A ausência do presidente no primeiro turno é tática. Bolsonaro não conseguiu criar um partido próprio e não tem, de fato, uma base de candidatos municipais. É difícil imaginar o presidente entrando em disputas onde não tem certeza das vitória. Ele deve escolher as batalhas, como derrotar o PSDB de João Doria em São Paulo ou evitar que a esquerda vença em Porto Alegre.
As eleições municipais não servem para antecipar o pleito seguinte, mas influenciam como os candidatos e partidos planejam suas próximas campanhas. Uma derrota de Bruno Covas na tentativa de reeleição em São Paulo, por exemplo, elimina a candidatura João Doria. Um bom desempenho do PSOL em São Paulo e Rio e da dupla PDT-PSB irão acentuar o isolamento do PT.

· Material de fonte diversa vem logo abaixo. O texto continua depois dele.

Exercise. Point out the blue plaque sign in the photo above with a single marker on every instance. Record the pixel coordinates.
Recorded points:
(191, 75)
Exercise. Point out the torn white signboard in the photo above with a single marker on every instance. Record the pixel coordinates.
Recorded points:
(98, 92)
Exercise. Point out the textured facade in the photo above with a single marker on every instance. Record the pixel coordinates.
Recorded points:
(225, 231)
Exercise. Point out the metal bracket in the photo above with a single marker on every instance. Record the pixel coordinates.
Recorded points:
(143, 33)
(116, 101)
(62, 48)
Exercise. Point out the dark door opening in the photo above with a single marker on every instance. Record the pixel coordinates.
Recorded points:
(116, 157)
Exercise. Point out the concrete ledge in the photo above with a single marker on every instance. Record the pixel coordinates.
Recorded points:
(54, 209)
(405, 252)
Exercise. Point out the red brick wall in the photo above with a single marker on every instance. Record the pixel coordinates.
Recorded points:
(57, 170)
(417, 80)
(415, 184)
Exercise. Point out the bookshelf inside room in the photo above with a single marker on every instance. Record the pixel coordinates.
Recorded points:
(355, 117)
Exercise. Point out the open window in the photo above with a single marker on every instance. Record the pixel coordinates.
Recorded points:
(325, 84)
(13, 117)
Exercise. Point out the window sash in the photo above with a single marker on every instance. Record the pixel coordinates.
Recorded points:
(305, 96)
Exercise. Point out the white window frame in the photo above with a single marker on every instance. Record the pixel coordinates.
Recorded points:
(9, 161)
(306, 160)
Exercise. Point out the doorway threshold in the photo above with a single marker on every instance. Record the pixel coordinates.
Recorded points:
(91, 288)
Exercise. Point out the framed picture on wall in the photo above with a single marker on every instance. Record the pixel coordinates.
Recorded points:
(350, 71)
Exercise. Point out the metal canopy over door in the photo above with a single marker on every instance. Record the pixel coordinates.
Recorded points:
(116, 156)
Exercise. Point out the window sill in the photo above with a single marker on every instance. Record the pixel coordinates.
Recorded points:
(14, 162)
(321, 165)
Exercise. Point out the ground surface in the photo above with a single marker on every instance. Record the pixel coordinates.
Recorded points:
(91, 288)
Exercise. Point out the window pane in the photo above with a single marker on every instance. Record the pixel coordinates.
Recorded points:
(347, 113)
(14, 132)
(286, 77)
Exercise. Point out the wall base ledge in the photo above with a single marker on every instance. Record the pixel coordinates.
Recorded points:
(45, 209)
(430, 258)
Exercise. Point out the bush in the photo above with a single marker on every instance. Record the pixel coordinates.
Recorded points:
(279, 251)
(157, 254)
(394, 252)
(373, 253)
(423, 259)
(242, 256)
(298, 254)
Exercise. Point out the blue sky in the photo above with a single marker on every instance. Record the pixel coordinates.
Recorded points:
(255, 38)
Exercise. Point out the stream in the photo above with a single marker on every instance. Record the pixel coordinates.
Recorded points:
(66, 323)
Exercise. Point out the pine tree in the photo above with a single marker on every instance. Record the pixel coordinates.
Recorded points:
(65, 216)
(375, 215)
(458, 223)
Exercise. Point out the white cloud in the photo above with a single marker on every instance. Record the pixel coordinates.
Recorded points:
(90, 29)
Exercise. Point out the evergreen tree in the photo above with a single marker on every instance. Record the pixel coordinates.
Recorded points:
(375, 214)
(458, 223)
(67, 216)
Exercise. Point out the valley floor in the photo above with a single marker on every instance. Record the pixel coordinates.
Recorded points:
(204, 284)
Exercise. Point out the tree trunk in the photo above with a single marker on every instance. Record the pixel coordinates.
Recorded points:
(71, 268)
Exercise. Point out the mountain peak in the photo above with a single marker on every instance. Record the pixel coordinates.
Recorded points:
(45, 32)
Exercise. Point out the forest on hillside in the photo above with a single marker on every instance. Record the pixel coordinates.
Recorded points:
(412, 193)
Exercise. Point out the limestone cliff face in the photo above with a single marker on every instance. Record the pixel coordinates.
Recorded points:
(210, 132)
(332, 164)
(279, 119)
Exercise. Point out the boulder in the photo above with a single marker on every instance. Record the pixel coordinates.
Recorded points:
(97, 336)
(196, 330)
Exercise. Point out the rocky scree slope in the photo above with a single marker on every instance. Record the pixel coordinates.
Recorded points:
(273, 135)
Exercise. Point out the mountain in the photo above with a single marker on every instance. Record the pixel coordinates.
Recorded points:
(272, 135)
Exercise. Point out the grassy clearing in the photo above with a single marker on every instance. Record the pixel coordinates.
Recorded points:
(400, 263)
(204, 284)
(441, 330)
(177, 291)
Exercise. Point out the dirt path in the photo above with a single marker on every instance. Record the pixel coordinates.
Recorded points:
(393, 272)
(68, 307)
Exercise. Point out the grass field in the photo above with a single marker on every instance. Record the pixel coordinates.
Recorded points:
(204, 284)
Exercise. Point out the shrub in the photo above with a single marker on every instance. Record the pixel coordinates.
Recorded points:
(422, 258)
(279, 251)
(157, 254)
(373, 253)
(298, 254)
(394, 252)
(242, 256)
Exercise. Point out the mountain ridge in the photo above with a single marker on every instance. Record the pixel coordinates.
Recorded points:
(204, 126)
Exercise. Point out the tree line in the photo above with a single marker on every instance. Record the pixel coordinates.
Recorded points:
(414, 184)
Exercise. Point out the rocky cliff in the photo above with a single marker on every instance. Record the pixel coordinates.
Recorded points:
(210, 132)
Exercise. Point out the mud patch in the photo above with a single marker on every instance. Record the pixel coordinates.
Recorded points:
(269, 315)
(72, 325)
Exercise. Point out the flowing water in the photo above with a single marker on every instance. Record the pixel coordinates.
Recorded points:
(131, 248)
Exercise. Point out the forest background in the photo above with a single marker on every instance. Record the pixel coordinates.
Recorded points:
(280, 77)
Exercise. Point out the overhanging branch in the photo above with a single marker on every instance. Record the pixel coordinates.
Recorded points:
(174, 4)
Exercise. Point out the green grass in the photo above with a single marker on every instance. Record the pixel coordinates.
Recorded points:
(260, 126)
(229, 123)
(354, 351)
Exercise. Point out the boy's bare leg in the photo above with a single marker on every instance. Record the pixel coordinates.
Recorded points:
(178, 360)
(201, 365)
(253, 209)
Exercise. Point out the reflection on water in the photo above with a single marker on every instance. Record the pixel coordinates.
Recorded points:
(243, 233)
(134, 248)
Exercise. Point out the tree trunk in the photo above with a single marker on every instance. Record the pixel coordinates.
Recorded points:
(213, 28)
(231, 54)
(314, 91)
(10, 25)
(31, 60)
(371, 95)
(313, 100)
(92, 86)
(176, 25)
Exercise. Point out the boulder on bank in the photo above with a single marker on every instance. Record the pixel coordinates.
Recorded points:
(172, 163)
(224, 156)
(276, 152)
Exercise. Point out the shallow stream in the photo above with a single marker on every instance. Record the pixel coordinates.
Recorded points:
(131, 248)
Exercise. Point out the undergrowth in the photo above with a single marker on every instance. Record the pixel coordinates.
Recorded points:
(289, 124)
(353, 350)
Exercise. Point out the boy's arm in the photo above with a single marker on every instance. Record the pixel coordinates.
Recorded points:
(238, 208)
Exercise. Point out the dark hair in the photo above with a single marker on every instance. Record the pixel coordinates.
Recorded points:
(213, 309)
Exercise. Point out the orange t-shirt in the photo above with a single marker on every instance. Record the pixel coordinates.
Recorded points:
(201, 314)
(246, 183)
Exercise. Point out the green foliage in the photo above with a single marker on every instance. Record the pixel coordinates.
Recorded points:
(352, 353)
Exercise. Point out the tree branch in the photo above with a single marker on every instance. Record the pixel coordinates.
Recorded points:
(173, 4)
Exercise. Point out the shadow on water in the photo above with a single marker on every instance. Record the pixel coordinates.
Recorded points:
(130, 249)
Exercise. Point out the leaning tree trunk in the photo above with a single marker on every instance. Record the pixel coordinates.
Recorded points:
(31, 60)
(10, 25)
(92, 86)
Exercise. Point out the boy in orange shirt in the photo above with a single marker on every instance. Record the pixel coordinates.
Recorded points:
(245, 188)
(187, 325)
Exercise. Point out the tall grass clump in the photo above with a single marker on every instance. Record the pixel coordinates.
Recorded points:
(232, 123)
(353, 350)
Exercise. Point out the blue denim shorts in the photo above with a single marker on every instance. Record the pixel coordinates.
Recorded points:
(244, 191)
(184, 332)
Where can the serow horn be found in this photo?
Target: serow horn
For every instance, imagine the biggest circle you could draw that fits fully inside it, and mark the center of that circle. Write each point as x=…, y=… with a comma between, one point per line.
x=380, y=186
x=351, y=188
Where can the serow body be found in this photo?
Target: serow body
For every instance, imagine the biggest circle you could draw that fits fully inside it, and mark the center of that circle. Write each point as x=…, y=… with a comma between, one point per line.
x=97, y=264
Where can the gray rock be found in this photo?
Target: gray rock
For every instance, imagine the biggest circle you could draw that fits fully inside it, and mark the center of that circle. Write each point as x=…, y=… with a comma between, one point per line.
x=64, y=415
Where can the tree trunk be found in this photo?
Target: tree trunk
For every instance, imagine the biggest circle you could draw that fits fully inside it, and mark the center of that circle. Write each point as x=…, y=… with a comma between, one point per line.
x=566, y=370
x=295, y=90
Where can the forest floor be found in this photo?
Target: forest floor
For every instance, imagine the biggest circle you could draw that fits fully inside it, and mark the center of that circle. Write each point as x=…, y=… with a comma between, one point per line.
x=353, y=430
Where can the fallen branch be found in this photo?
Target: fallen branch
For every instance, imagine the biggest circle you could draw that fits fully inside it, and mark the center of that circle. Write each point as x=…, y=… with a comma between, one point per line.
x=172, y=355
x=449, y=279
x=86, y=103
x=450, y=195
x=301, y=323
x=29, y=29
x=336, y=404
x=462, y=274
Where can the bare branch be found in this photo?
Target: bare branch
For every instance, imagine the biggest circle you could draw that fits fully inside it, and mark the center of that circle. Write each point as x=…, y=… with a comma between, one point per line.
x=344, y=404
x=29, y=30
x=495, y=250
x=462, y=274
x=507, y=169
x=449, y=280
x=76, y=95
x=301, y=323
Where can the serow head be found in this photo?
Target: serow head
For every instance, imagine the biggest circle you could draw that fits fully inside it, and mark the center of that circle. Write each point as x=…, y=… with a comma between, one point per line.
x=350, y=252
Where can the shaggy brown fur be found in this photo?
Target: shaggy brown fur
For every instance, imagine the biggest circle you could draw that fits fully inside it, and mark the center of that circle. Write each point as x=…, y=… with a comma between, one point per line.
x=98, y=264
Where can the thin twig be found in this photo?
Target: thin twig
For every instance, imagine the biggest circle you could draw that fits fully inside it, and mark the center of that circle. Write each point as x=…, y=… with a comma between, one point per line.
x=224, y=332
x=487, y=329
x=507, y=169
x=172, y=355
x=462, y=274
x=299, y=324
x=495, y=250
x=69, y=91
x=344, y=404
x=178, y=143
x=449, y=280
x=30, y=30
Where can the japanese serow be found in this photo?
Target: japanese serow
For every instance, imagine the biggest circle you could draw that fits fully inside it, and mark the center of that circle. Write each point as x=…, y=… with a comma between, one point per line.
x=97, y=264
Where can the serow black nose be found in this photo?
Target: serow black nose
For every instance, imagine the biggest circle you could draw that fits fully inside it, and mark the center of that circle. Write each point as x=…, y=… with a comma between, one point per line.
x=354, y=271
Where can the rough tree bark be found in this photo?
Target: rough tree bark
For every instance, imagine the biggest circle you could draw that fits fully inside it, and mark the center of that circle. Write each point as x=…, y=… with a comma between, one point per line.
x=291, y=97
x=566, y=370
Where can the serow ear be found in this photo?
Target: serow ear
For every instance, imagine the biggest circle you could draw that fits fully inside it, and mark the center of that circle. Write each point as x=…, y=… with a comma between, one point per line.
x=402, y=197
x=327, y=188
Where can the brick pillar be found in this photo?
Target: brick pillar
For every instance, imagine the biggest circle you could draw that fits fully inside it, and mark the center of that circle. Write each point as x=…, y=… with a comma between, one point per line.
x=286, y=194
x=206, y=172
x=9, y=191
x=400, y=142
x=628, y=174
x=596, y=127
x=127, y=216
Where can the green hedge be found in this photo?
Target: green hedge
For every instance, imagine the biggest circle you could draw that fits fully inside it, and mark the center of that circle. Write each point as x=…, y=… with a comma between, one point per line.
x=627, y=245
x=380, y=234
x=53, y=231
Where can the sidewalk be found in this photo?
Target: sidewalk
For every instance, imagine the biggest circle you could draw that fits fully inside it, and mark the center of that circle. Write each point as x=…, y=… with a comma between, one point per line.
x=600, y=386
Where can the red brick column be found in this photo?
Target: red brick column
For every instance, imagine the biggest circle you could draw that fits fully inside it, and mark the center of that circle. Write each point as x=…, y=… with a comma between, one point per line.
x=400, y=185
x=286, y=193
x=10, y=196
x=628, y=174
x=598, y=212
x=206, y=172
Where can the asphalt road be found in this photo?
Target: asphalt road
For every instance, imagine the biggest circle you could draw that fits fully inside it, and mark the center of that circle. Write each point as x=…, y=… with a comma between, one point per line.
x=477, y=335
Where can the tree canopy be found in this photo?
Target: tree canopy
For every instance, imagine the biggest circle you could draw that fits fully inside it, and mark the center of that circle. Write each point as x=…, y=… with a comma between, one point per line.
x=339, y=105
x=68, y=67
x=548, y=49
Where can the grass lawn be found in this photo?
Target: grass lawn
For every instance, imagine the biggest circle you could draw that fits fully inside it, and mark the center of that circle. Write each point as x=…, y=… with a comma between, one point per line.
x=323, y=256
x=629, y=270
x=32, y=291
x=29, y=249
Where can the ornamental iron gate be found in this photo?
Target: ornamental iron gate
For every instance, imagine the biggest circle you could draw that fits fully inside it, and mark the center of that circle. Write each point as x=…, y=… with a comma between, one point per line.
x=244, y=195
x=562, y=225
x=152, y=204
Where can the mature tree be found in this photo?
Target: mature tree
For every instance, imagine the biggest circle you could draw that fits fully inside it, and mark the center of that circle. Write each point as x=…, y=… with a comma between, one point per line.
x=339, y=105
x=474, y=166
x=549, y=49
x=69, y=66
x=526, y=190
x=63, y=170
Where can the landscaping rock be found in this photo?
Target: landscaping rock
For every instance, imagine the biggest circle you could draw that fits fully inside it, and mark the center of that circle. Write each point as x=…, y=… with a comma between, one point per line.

É como um ponto de largada. Em 2000, o PT investiu nas cidades médias do Sul e Sudeste e levou prefeituras de Campinas, Ribeirão Preto, São Carlos, Piracicaba, Londrina, Maringá, Ponta Grossa, Pelotas, Santa Maria que formaram um colchão para a candidatura de Lula. Em 2012, Eduardo Campos se convenceu a se candidatar depois dos bons resultados do PSB nas eleições municipais. Em 2016, o filho mais de velho de Bolsonaro, Flavio, teve só 10% dos votos para prefeito do Rio, mas aquela eleição já demonstrava o tamanho da rejeição da elite à esquerda. Bispo da Igreja Universal, ex-ministro de Dilma e três vezes derrotado nas eleições majoritárias, Marcelo Crivella era o perfil do político menosprezado pela elite carioca. Mas em 2016, contra Marcelo Freixo, do PSOL, Crivella teve o voto majoritário da zona Sul. O mesmo fenômeno se repetiu dois anos depois com o capitão Bolsonaro enfrentando o petista Fernando Haddad. Os sinais da força do antipetismo estavam dados.
É no governo Bolsonaro, no entanto, que as eleições municipais poderão ter maior influência. Uma vitória de candidatos pró-Bolsonaro nas regiões mais pobres vai confirmar o poder do Auxílio Emergencial como fator eleitoral para a reeleição do presidente. Isso vai ampliar a pressão por programas assistencialistas mais amplos, mais obras federais e menos cautela com os gastos públicos.
Saber ler 2020 será fundamental para se preparar para 2022.